= Work release =

Allowing inmates time out of jail to work

Work release programs allow selected individuals who have been sentenced to spend time in jails, prisons, and halfway houses to work at jobs in the community. These individuals generally return to more supervised settings after work hours. Countries routinely using work release programs include the United States, Canada, the United Kingdom, Australia, New Zealand, France, Portugal, India, Thailand, and Indonesia.

Due to its unusually large prison population and widespread use of work release programs, the United States has the highest number of inmates participating in work release. In recent years, work release is one of the programs that both state and federal prisons have used to deal with prison overcrowding.

== Work release in the US ==
The program began in Wisconsin’s jails in 1913 and was authorized under the "Huber Law", named after the author of the legislation Henry Huber. This legislation allowed jail inmates to leave jail for work, job searching, education or childcare/family care purposes. The law made those receiving wages responsible for room and board, court ordered support for the dependents, payment of other legal obligations and work-related expenditure such as transportation. Any earnings remaining after these costs are given to the inmate on release.

While release under the Huber law began in 1913, the term work release only began to appear in the 1950s and seems to have been coined by Harvey Long in 1952. In 1957, North Carolina established a statewide “work release” program in its prisons for both misdemeanants and felons and California established a county option work release program for misdemeanants in jails the same year. These programs like Wisconsin’s Huber Law programs had goals related to reintegration, family support and lowering the costs of incarceration. The Prison Rehabilitation Act of 1965 established a work release program in the Federal prison system with the specific goal of rehabilitating inmates.

By 2009, work release programs were large, diverse and widespread. Programs existed in all 50 states and were available to those in state prison, local jails and halfway houses. The programs are of varying quality and have multiple and diverse goals. At their origin in Wisconsin, the main goals were to continue employment, family support, and meet other obligations such as child care.  North Carolina’s program, one of the largest and oldest, has the goals of addressing critical “labor shortages” and providing inmates the opportunity to support their families and reduce the economic cost of imprisonment.

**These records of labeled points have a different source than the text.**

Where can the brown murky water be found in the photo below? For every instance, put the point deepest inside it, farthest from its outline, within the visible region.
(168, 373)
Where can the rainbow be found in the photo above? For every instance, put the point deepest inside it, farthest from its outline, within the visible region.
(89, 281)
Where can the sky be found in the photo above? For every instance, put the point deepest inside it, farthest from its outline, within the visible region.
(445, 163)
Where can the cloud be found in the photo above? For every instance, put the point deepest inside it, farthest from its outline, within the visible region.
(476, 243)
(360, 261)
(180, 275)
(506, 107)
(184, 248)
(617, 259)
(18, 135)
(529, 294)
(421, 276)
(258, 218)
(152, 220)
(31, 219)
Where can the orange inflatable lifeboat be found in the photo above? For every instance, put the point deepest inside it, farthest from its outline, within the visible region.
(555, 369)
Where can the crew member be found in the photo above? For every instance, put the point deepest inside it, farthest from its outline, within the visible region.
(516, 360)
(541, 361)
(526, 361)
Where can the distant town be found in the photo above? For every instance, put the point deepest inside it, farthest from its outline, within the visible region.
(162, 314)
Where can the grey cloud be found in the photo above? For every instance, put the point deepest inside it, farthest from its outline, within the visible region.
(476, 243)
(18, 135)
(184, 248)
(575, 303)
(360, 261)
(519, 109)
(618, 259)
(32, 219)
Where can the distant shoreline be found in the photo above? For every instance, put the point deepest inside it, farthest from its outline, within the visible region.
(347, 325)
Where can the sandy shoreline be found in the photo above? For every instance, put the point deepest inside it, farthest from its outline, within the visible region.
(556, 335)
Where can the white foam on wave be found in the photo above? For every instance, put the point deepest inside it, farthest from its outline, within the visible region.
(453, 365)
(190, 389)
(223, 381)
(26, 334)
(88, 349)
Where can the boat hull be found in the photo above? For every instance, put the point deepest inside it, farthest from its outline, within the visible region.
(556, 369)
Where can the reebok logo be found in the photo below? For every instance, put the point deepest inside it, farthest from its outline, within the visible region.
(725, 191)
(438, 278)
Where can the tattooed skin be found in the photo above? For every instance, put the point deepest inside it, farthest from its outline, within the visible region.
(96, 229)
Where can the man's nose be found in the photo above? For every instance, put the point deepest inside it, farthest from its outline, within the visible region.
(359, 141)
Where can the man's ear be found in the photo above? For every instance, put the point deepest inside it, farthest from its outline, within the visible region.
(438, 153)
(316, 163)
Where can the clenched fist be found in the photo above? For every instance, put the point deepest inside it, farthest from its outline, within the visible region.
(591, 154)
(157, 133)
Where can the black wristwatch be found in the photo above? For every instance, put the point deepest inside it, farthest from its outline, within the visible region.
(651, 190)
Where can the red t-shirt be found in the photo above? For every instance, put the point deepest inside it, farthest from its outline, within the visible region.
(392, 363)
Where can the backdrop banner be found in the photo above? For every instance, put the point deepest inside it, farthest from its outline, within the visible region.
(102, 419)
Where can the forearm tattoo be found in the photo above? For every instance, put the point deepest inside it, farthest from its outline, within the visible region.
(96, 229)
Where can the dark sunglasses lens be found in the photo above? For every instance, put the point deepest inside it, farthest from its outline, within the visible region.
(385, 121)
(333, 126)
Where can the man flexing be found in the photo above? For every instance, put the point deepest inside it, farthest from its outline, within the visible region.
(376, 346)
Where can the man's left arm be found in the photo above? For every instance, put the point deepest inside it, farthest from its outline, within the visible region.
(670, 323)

Decreasing criminal involvement (recidivism) only became an explicit goal of work release programs during the reform era of the 1960s. Beginning in the 1970s, the US Department of Justice funded many evaluations designed to see if work release decreased recidivism. A 2025 review of this now quite large literature, concluded that there is no consistent evidence that participation in work release programs reduces recidivism. However, there is evidence that work release programs can improve employment outcomes and do reduce incarceration costs.

== Realistic expectations for work release ==
As noted above, work release programs have many goals, some realistic and some asking a lot from often poorly funded programs usually carried out in less than ideal settings. At a minimum, work release programs are cost beneficial from society's point of view because they reduce the costs of incarceration. They can also benefit participants because they ease participants post release adjustment, provide support for families and can improve labor market outcomes. In general, these programs probably do not impact recidivism and probably should not be expected to.